By Jonathan Landay

WASHINGTON - Scores of lawmakers from U.S. President Joe Biden's Democratic Party told him on Friday that they believe there is sufficient evidence to show that Israel has violated U.S. law by restricting humanitarian aid flows into war-stricken Gaza.

A letter to Biden signed by 86 House of Representatives Democrats said Israel's aid restrictions "call into question" its assurances that it was complying with a U.S. Foreign Assistance Act provision requiring recipients of U.S.-funded arms to uphold international humanitarian law and allow free flows of U.S. assistance.

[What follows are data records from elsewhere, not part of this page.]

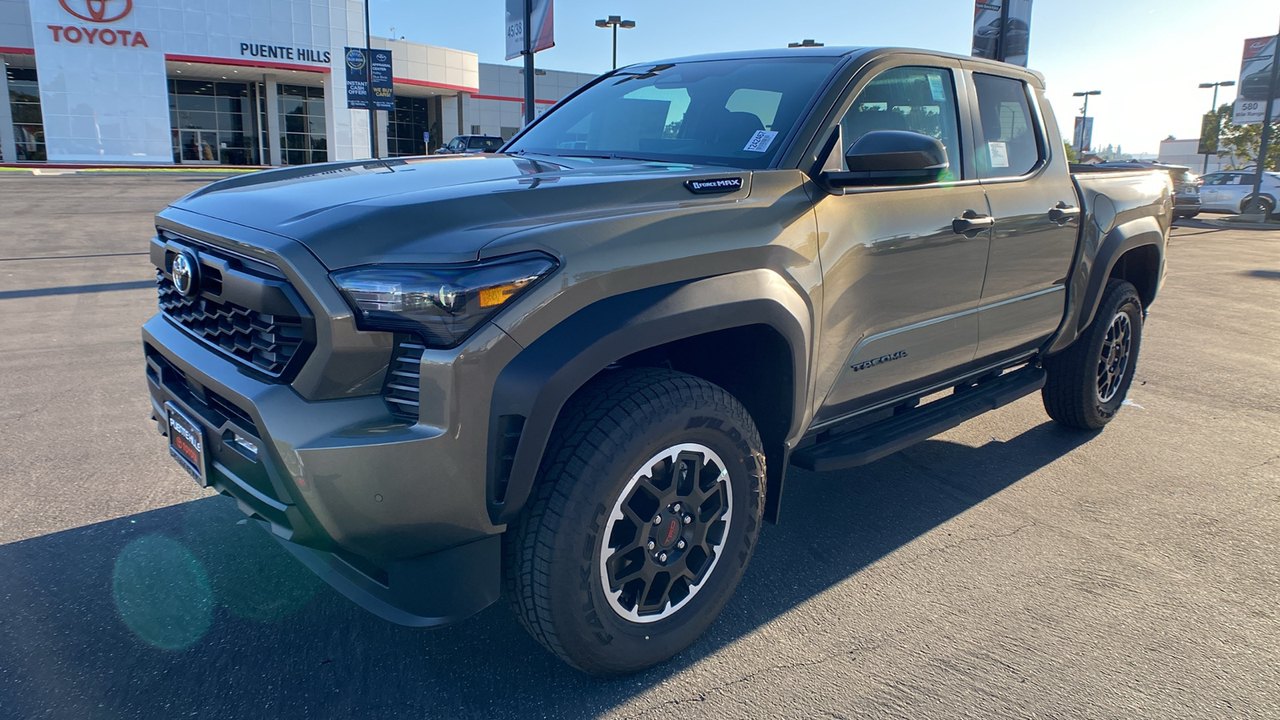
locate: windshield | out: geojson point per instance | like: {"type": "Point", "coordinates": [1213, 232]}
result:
{"type": "Point", "coordinates": [732, 113]}
{"type": "Point", "coordinates": [484, 144]}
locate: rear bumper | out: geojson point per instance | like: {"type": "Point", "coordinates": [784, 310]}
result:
{"type": "Point", "coordinates": [368, 502]}
{"type": "Point", "coordinates": [1184, 204]}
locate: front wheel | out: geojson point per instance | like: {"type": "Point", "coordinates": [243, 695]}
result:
{"type": "Point", "coordinates": [647, 510]}
{"type": "Point", "coordinates": [1088, 381]}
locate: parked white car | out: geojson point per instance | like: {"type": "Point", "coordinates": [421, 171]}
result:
{"type": "Point", "coordinates": [1228, 192]}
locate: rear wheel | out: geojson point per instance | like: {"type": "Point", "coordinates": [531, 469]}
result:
{"type": "Point", "coordinates": [1267, 204]}
{"type": "Point", "coordinates": [1088, 381]}
{"type": "Point", "coordinates": [647, 511]}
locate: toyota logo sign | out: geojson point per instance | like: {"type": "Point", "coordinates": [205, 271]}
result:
{"type": "Point", "coordinates": [184, 277]}
{"type": "Point", "coordinates": [97, 10]}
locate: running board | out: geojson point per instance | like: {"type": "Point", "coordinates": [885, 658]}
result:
{"type": "Point", "coordinates": [899, 432]}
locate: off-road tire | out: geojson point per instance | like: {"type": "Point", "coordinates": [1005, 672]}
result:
{"type": "Point", "coordinates": [1073, 393]}
{"type": "Point", "coordinates": [554, 577]}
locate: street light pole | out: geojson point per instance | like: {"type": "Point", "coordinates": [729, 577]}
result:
{"type": "Point", "coordinates": [616, 22]}
{"type": "Point", "coordinates": [529, 63]}
{"type": "Point", "coordinates": [1084, 121]}
{"type": "Point", "coordinates": [369, 77]}
{"type": "Point", "coordinates": [1256, 205]}
{"type": "Point", "coordinates": [1214, 108]}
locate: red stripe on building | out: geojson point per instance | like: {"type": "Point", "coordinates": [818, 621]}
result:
{"type": "Point", "coordinates": [504, 99]}
{"type": "Point", "coordinates": [242, 63]}
{"type": "Point", "coordinates": [439, 85]}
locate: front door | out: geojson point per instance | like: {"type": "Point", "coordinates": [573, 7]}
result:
{"type": "Point", "coordinates": [199, 146]}
{"type": "Point", "coordinates": [901, 276]}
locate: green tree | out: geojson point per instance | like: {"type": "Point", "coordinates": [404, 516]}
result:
{"type": "Point", "coordinates": [1243, 142]}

Such written assurances were mandated by a national security memorandum that Biden issued in February after Democratic lawmakers began questioning if Israel was upholding international law in its Gaza operations.

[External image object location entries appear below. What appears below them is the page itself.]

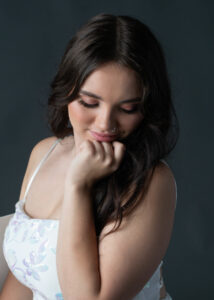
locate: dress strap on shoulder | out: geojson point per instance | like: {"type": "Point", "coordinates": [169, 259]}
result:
{"type": "Point", "coordinates": [39, 166]}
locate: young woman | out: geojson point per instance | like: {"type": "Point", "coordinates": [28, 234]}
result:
{"type": "Point", "coordinates": [97, 203]}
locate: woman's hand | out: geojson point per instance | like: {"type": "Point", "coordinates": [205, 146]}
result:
{"type": "Point", "coordinates": [94, 160]}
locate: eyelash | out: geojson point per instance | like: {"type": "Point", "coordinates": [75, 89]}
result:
{"type": "Point", "coordinates": [95, 105]}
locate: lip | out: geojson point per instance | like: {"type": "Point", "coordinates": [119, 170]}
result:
{"type": "Point", "coordinates": [103, 137]}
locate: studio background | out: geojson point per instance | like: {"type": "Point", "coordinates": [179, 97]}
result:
{"type": "Point", "coordinates": [33, 38]}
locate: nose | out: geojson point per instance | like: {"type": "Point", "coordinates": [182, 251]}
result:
{"type": "Point", "coordinates": [106, 121]}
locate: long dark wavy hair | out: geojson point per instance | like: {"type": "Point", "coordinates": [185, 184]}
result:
{"type": "Point", "coordinates": [130, 43]}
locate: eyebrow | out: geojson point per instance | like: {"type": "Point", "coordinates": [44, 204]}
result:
{"type": "Point", "coordinates": [100, 98]}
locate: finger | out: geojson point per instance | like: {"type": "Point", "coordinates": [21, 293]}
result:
{"type": "Point", "coordinates": [99, 149]}
{"type": "Point", "coordinates": [119, 150]}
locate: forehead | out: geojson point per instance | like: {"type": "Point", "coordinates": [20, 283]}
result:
{"type": "Point", "coordinates": [112, 80]}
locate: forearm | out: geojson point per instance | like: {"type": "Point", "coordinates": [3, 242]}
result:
{"type": "Point", "coordinates": [77, 251]}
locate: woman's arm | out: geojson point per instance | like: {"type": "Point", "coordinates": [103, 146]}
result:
{"type": "Point", "coordinates": [14, 290]}
{"type": "Point", "coordinates": [121, 264]}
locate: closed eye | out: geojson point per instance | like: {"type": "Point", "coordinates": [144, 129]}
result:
{"type": "Point", "coordinates": [128, 111]}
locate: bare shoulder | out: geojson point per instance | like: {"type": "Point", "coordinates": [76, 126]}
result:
{"type": "Point", "coordinates": [143, 239]}
{"type": "Point", "coordinates": [37, 153]}
{"type": "Point", "coordinates": [42, 147]}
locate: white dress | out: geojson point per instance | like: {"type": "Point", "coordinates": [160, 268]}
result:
{"type": "Point", "coordinates": [29, 248]}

The lawmakers said the Israeli government had resisted repeated U.S. requests to open enough sea and land routes for aid to Gaza, and cited reports that it failed to allow in enough food to avert famine, enforced "arbitrary restrictions" on aid and imposed an inspection system that impeded supplies.

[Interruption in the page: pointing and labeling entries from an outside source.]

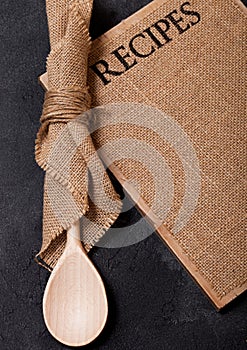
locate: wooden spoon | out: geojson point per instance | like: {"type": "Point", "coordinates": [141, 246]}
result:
{"type": "Point", "coordinates": [75, 305]}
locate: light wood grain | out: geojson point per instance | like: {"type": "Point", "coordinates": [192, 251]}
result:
{"type": "Point", "coordinates": [75, 305]}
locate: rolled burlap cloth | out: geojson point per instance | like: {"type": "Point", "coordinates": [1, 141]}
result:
{"type": "Point", "coordinates": [69, 177]}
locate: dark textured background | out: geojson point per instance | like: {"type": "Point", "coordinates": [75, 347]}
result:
{"type": "Point", "coordinates": [154, 304]}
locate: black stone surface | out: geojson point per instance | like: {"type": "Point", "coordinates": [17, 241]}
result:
{"type": "Point", "coordinates": [153, 303]}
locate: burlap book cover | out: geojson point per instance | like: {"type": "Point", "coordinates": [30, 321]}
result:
{"type": "Point", "coordinates": [186, 59]}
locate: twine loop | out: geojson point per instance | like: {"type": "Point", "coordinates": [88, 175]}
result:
{"type": "Point", "coordinates": [62, 106]}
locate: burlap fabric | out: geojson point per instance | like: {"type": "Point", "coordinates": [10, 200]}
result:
{"type": "Point", "coordinates": [68, 177]}
{"type": "Point", "coordinates": [188, 59]}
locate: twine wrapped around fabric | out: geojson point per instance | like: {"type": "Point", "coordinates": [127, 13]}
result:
{"type": "Point", "coordinates": [68, 177]}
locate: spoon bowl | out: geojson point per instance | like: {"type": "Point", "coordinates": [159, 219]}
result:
{"type": "Point", "coordinates": [75, 305]}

"We expect the administration to ensure (Israel's) compliance with existing law and to take all conceivable steps to prevent further humanitarian catastrophe in Gaza," the lawmakers wrote.

Biden's memorandum requires that Secretary of State Antony Blinken report to Congress by Wednesday on whether he finds credible Israel's assurances that its use of U.S. arms adheres to international law.

At least four State Department bureaus advised Blinken last month that they found Israel's assurances "neither credible nor reliable."

If Israel's assurances are questioned, Biden would have the option to "remediate" the situation through actions ranging from seeking fresh assurances to suspending U.S. arms transfers, according to the memorandum.


Israel denies violating international law and limiting aid in its war against Gaza's ruling Hamas militants, which was triggered by their Oct. 7 onslaught into Israel in which they killed more than 1,200 people and seized more than 200 hostages.

More than 34,000 Palestinians have died in nearly seven months of fighting, according to Gaza's health ministry, which has devastated the coastal enclave and left most of the population of 2.3 million displaced amid dire food and water shortages.

U.N. World Food Program Executive Director Cindy McCain told NBC News that there was now "full-blown famine" in northern Gaza.

In excerpts of an interview to be aired on Sunday on Meet the Press, McCain told NBC that she hoped for a ceasefire accord so that more aid could be delivered faster.
"There is famine – full-blown famine – in the north, and it's moving its way south.

And so what we're asking for and what we've continually asked for is a ceasefire and the ability to have unfettered access," said McCain, the widow of the late Senator John McCain.

U.S. officials say that while Israeli Prime Minister Benjamin Netanyahu's government has taken steps that have boosted aid deliveries, the amounts remain insufficient.

The lawmakers also condemned Hamas' Oct. 7 attack in their letter, endorsed Israel's right to exist and expressed support for U.S. efforts to broker a ceasefire and a second hostage release.

Israel, they noted, recently opened more aid routes and crossing points into Gaza that have allowed in more aid trucks.

But the lawmakers expressed "serious concerns" over Israel's conduct of the war "as it pertains to the deliberate withholding of humanitarian aid."

They urged Biden "to make clear" to Netanyahu "that so long as Israel restricts, directly or indirectly" aid to Gaza "the Israeli government is risking its eligibility for further offensive security assistance from the U.S."